My mother-in-law was diagnosed breast cancer in 2003. When she received the diagnosis, she was understandably worried as she witnessed her mum died of the condition in the 70's. However, as a medic myself, I knew that the mortality rate has reduced through the decades and my mother-in-law was diagnosed at an early stage thanks to screening. Breast cancer was a terrible disease in the 70's. Her mum died an agonising death. In contrast, my mother-in-law had surgery to remove the lump, followed by radiotherapy and chemotherapy. She had hormone therapy for 5 years and she was cleared. Her life now is more or less normal. Breast cancer is merely a distant memory. Yes, it wasn't pleasant to have chemo and radiotherapy but after she's endured that. she came out reasonably healthy.
In the years after her diagnosis of treatment, she has witnessed marriages of her children, birth of her grandchildren, overseas holidays and many enjoyable things. It is actually quite similar to a Down Syndrome diagnosis. As a mother to a son with Down Syndrome, I have the privilege to know people with the condition from very young to fairly old. I see families struggle with the diagnosis and how they struggle through the first few years of life with the health issues. It isn't plain sailing but whose life is plain sailing anyway? Children with Down Syndrome are often born with other medical problems such as heart problems, oesophageal tracheal fistula, haematological problems and problems with hearing and vision. Yes, they have low muscle tone and delay speech and development as well. However, as I have witnessed the families that I know personally and those that I met on social media, the most rocky period is the first two years of life. Similar to cancer, they require treatment, which can often be distressing. However, most children and young people with Down Syndrome grow up to lead a healthy life and they are able to participate in more or less everything the typical children enjoy. Most families who have children with Down Syndrome lead a pretty normal life.
My son goes to a mainstream primary school, attends Beavers, learns swimming and gymnastics. He enjoys cycling and outdoor activities.

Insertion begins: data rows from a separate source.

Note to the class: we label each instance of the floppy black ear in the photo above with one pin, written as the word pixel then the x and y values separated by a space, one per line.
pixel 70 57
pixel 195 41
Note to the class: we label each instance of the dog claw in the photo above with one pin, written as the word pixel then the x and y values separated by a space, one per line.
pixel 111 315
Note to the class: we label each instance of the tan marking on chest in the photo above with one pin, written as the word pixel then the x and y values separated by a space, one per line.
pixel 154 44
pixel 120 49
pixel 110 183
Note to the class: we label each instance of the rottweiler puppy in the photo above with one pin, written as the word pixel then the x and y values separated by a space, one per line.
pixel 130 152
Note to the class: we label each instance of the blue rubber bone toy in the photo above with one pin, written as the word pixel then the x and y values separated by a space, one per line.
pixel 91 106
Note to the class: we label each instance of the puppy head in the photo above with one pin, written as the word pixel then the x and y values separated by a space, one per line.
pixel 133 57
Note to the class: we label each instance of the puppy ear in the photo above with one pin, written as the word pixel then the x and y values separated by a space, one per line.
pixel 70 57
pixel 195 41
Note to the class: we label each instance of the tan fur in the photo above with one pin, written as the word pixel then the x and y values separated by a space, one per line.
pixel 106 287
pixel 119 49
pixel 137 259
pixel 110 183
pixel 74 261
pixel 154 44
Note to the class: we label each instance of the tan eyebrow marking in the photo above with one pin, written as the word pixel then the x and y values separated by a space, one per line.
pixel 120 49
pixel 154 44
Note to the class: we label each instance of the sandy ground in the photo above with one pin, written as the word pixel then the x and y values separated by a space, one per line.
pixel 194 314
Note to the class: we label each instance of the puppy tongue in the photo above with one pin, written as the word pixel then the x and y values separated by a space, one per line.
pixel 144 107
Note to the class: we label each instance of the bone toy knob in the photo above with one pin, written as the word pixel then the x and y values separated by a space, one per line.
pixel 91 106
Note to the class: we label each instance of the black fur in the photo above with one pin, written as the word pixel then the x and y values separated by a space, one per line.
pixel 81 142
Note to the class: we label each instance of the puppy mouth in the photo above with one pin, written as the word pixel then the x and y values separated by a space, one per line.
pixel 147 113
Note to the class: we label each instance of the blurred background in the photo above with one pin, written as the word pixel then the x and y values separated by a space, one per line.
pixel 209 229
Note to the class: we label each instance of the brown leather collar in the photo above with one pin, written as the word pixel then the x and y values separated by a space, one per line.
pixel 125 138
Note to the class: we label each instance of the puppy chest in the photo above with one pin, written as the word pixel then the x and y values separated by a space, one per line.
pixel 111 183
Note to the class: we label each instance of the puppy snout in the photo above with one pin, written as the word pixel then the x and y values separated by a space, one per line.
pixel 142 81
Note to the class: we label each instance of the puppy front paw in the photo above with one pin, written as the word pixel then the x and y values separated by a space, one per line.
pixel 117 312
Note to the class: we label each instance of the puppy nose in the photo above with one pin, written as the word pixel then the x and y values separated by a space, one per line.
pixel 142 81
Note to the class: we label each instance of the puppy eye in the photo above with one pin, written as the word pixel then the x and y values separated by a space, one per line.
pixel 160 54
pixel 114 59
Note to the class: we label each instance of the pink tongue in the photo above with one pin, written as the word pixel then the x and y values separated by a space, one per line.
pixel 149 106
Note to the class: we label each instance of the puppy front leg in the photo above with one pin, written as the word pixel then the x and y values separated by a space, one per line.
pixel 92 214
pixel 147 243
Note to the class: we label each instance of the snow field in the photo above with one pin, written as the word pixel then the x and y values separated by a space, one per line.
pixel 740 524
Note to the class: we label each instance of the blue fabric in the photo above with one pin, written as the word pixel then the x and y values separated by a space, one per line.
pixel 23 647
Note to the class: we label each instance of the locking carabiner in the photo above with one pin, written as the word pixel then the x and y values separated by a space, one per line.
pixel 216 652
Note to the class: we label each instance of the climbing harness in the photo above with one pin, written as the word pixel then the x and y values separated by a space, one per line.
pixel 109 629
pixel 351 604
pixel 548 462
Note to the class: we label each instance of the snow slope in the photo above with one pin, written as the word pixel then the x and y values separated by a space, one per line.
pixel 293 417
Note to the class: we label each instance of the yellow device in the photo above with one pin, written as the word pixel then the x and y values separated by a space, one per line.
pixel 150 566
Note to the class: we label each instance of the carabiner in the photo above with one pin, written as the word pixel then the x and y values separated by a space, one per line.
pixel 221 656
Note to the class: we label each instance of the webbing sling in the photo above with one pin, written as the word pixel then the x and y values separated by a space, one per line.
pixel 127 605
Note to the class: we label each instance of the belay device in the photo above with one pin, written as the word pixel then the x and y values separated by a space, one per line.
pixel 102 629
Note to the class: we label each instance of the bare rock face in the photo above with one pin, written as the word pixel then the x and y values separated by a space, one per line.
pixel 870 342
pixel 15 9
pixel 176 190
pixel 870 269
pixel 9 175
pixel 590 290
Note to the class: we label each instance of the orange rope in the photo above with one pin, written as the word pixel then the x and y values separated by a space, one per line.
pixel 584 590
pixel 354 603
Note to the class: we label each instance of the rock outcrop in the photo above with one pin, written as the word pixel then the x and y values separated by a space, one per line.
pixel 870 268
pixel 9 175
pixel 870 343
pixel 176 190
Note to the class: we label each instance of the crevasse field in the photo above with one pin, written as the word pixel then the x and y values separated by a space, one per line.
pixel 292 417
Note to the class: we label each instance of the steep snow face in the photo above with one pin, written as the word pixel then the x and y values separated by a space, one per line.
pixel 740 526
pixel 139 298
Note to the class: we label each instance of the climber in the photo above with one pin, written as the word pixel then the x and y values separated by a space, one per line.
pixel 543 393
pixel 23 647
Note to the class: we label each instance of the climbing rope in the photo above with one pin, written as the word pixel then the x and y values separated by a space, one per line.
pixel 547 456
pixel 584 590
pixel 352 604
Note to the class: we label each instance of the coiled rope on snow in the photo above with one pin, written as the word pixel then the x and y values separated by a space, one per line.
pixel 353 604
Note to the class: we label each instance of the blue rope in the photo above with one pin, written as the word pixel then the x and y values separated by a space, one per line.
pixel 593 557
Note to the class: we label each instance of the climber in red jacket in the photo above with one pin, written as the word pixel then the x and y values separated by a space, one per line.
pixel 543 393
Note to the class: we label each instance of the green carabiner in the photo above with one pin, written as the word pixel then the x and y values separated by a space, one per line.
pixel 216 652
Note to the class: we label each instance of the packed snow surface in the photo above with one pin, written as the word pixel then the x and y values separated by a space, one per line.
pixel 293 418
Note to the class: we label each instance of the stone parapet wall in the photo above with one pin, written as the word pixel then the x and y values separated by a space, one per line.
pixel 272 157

He has friends. Some may think it is an exception but it is not. I know many children with Down Syndrome enjoying lives, having friends, taking part in sports and activities. I know many young people with Down Syndrome having jobs and live on their own. And most families that I know are happy. They are not suffering as some people may think.
If someone receives a diagnosis of breast cancer through the screening programme, nobody in the right mind will suggest euthanasia as a way out. As we know even the treatment is distressing, there is life after treatment. So why should we automatically assume someone will opt for termination upon receiving a Down Syndrome diagnosis? The ethics of abortion for babies with Down Syndrome is based on what we knew in the 60's, at a time that they are not expecting to live beyond 20 years of age and not expected to be educated. Now the life of people with the condition is much better. Shouldn't we think again?